Die Bezeichnung „Job“ allein ist schon irreführend, denn der in einem solchen „Job“ arbeitende ALGII-Empfänger darf zwar oftmals die reguläre Arbeit eines zuvor entlassenen Menschen verrichten, dafür fehlt es ihm aber an dessen Arbeitnehmerrechten. Kündigungsschutz, Mitbestimmung und auch arbeitsschutzrechtliche Bestimmungen sind Dinge, von denen ALGII-Empfänger in den „Jobs“ des 3. Arbeitsmarktes oft nur träumen können.

Die Kritik an dieser Zuverdienstmöglichkeit und die Befürchtung, dass sich daraus ein Lohndumping sowie eine Verdrängung regulärer Arbeitsplätze ergeben würden, wurde von den Befürwortern der 1EJs auf zweierlei Weise verdängt. Zum einen verwies man auf die alte Maxime, dass nur derjenige, der arbeitet, auch essen solle; zum anderen verließ man sich blindlings darauf, dass eine gesetzliche Bestimmung per se schon einen Missbrauch verhindern würde. Als seien nicht auch Vor- und Nachkontrollen wichtig, wurde stets zitiert, dass der 1EJ keinen Arbeitsplatz verdrängen dürfe.

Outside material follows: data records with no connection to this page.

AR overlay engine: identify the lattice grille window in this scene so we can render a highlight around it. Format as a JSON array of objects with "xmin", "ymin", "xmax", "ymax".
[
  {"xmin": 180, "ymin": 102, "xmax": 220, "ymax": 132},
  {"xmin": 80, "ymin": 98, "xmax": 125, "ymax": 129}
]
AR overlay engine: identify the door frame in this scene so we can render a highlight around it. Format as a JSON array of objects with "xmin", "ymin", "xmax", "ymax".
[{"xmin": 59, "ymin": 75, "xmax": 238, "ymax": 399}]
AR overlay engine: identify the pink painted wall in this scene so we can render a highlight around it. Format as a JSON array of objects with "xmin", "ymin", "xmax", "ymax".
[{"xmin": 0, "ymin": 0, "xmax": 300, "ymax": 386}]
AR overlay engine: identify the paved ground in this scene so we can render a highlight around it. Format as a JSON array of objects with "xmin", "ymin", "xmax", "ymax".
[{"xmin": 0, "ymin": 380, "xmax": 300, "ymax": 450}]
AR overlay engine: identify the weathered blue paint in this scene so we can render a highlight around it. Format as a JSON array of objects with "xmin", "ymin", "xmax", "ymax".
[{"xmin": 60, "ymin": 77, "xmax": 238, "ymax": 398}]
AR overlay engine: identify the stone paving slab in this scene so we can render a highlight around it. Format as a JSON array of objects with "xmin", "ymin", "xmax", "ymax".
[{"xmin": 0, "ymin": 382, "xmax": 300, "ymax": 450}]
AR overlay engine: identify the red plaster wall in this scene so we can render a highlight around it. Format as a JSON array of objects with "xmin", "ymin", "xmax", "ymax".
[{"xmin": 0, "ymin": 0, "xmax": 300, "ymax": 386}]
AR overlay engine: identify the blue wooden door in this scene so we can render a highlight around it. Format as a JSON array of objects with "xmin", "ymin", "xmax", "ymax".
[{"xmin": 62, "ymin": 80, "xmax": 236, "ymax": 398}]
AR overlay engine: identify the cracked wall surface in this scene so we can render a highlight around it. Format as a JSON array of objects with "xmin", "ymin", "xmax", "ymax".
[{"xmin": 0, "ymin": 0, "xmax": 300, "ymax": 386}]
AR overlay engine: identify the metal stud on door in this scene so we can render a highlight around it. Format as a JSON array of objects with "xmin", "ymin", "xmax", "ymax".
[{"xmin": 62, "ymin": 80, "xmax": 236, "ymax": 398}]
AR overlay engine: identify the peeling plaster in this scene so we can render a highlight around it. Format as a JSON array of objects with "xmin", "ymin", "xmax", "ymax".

Bereits 2005 wurde der 1EJ vom freiwilligen Zuverdienst zum Zwangsjob, eine Ablehnung eines solchen 1EJ führte zu Leistungskürzungen. Auch Attribute wie „zusätzlich, gemeinnützig, öffentlich“ erwiesen sich als leere Worthülsen, da „zusätzlich“ weithin durch „notwendig, aber wir haben kein Geld dafür“ ersetzt wurde. Bereits 2006 ergab ein Bericht des Bundesrechnungshofes, dass 25% der untersuchten Fälle nicht den gesetzlichen Kriterien entsprachen, bei weiteren 50% konnte dies nicht geprüft werden, da nicht einmal wirklich ersichtlich war, was die in den „Jobs“ beschäftigten Mitarbeiter überhaupt taten.Die Politik hielt unbeirrt am Erfolg der Maßnahmen fest und sah auch schon die Vermittlung in ein vierwöchiges unbezahltes Praktikum bei einem Lebensmitteldiscounter (ohne weitere Beschäftigung im Anschluss) als Vermittlungserfolg.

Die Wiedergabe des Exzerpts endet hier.